While it can be the right solution for small to midsize organizations — once you begin to scale and are working across multiple countries and timezones, then things start to get wonky.
“Teams have grown considerably over the past ten years,” write co-authors Lynda Gratton and Tamara J. Erickson for Harvard Business Review. “Under the right conditions, large teams can achieve high levels of cooperation,” they write. “But creating those conditions requires thoughtful, and sometimes significant, investments in the capacity for collaboration across the organization.”
The gist: you’ll start to see more issues come up with Excel in the quality of your data. As Herb Caudill hilariously writes in a story for Medium: “I believe there’s a moment in every Excel user’s learning curve when they realize that their information doesn’t fit in two dimensions, and their brain melts.”
Below are just a few examples of when you should probably stop using spreadsheets:
- Don’t use it for project management or for keeping track of tasks — Organizations often rely on Excel for staying on top of projects, but it’s easy to fall into an editing nightmare when multiple users are involved (you’ve probably noticed this when having to manually update statuses and trying to decipher a plethora of color-coded cells.) And this same logic applies to managing tasks, which is also a big no-no for entrepreneurs. While it can be tempting to make task lists you share among your team, one of the biggest disadvantages here is that it becomes very easy to write over each other’s work. Managing teamwork then, becomes less collaborative and more a life-suck of time wasting.
- Don’t use it for creating forms — Here’s a truth you’ve likely already experienced firsthand: when it comes to making forms, Excel wasn’t designed to be user-friendly. There are many benefits to using spreadsheets, but this is certainly not one of them. Collecting and storing data this way isn’t intuitive and is prone to issues as most Excel forms are just a collection of blank cells you’re typing into.
- Don’t use it as a database — Many companies insist on using Excel as a database, and it ends up costing them enormous amounts of time, money, and resources. Why? Because it’s a headache to maintain. Sorting columns is a pain — so is finding and filtering data. Whereas, database software will have a solid search function so you can easily find what you want.

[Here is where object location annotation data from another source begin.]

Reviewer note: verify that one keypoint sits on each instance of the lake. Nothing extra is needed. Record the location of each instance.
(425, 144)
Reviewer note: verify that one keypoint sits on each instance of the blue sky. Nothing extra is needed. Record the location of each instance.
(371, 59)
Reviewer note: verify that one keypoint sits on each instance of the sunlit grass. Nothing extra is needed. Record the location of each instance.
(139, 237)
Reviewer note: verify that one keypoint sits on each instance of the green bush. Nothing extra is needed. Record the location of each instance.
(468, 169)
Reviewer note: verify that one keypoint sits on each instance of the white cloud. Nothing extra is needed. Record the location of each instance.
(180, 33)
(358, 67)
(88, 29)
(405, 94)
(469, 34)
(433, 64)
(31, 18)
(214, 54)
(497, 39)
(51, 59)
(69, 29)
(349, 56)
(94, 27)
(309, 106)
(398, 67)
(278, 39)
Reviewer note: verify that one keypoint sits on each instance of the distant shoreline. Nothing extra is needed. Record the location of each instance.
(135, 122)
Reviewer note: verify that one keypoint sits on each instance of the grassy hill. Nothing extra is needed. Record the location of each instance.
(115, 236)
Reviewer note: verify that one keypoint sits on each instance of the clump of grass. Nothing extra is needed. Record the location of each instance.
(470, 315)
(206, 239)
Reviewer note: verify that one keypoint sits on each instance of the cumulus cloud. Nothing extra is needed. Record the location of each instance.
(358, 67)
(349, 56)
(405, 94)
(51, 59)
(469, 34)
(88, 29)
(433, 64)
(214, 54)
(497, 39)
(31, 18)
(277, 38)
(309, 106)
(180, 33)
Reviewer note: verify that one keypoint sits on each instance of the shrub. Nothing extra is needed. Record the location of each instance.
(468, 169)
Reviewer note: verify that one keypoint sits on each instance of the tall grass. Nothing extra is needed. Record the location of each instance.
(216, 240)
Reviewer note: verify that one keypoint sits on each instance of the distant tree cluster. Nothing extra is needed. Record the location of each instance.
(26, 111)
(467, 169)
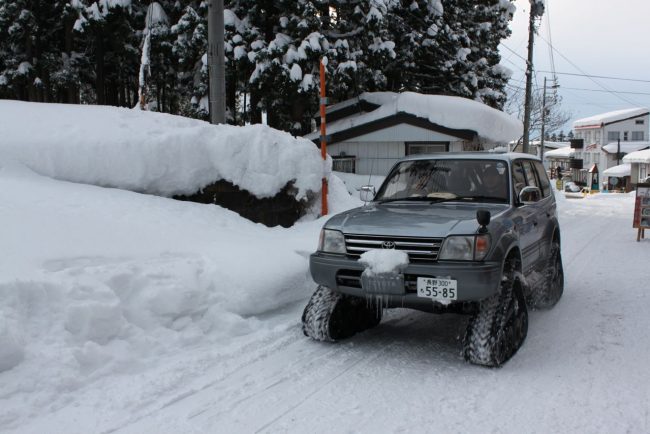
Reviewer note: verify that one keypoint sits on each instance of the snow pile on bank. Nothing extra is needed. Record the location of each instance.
(154, 153)
(102, 283)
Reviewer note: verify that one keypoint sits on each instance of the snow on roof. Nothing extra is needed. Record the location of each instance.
(609, 117)
(626, 147)
(620, 170)
(638, 157)
(560, 153)
(453, 112)
(154, 153)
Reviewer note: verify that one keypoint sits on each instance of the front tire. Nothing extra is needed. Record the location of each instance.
(332, 316)
(499, 328)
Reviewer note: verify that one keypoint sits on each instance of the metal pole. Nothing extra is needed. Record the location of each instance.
(323, 133)
(541, 153)
(216, 63)
(529, 78)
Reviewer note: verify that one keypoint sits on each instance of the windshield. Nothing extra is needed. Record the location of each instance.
(447, 180)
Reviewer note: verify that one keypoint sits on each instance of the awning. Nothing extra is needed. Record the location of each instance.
(560, 154)
(619, 171)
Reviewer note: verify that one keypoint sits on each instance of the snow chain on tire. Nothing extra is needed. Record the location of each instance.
(500, 327)
(330, 316)
(550, 291)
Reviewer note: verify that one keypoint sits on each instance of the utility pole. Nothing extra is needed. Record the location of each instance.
(541, 153)
(536, 9)
(216, 63)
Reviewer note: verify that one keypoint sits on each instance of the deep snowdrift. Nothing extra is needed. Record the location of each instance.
(99, 282)
(154, 153)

Here’s what I’ve learned actually boosts your team’s performance:
A smarter way to manage your data
According to the Young Entrepreneur Council “Many founders tend to overlook the importance of organizing data to gain insights and automating workflows for efficiency,” they write in a story for Inc. However, they also note: “To run smoothly and efficiently, a business needs all its components to work together like the gears of a well-oiled machine.”

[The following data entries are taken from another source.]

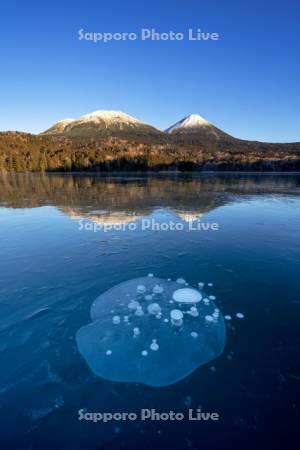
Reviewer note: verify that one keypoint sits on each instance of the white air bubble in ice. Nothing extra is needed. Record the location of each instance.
(144, 349)
(187, 295)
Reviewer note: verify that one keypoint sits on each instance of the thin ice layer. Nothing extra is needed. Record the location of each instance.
(114, 351)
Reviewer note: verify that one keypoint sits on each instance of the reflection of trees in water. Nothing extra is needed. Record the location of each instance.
(136, 194)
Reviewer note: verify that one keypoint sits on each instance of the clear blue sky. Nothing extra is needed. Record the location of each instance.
(247, 83)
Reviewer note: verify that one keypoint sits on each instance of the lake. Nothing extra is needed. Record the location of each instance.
(66, 239)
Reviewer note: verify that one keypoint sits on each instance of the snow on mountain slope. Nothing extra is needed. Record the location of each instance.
(100, 123)
(197, 128)
(192, 121)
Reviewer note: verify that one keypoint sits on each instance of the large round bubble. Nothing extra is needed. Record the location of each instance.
(139, 334)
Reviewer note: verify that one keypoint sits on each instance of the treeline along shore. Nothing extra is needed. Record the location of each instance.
(24, 152)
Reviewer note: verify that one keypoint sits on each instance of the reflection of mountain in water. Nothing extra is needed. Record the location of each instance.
(114, 200)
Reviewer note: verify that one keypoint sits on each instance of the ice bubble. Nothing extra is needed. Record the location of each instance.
(158, 289)
(194, 311)
(187, 295)
(209, 318)
(141, 289)
(176, 317)
(133, 305)
(240, 315)
(133, 357)
(139, 311)
(154, 345)
(154, 308)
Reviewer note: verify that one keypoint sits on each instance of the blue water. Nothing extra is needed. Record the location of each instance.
(53, 266)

The right kind of management software helps increase organizational accessibility to data and a higher level of accuracy — which means your entire team is more aligned, can stay on task, and be as productive as possible.
At Jotform, as remote work has become more of a reality for our +250 employees, it’s more important than ever that we’re on the same page. And if this pandemic has taught us anything, it’s how to communicate and collaborate more effectively.
We’ve been using a ton of great tools to master distributed teamwork, but we’ve also taken project management a step further.
In the coming days, we are entering our next chapter with the release of our latest tool Jotform Tables, a spreadsheet database hybrid with powerful online forms.
The tool is easy to use and allows anyone to manage, track, and organize their data. It’s especially helpful when a spreadsheet just isn’t enough for your team — for example, you can manage projects, tasks, budgets, and inventory all in one workspace. You also have access to our user-friendly form builder to make collaborations a breeze.
The best part? Anyone with zero developer skills can streamline these processes.
The bottom line
Coordinating projects and tracking deadlines has become one of the biggest stressors remote teams face. We’re already juggling home and childcare responsibilities on top of our regular work, so it’s imperative that we make our organizational collaboration seamless and less of a headache for everyone all around.
Because when it comes down to it, hacking spreadsheets won’t help you run your business more efficiently — having a robust management system is what truly makes your life easier.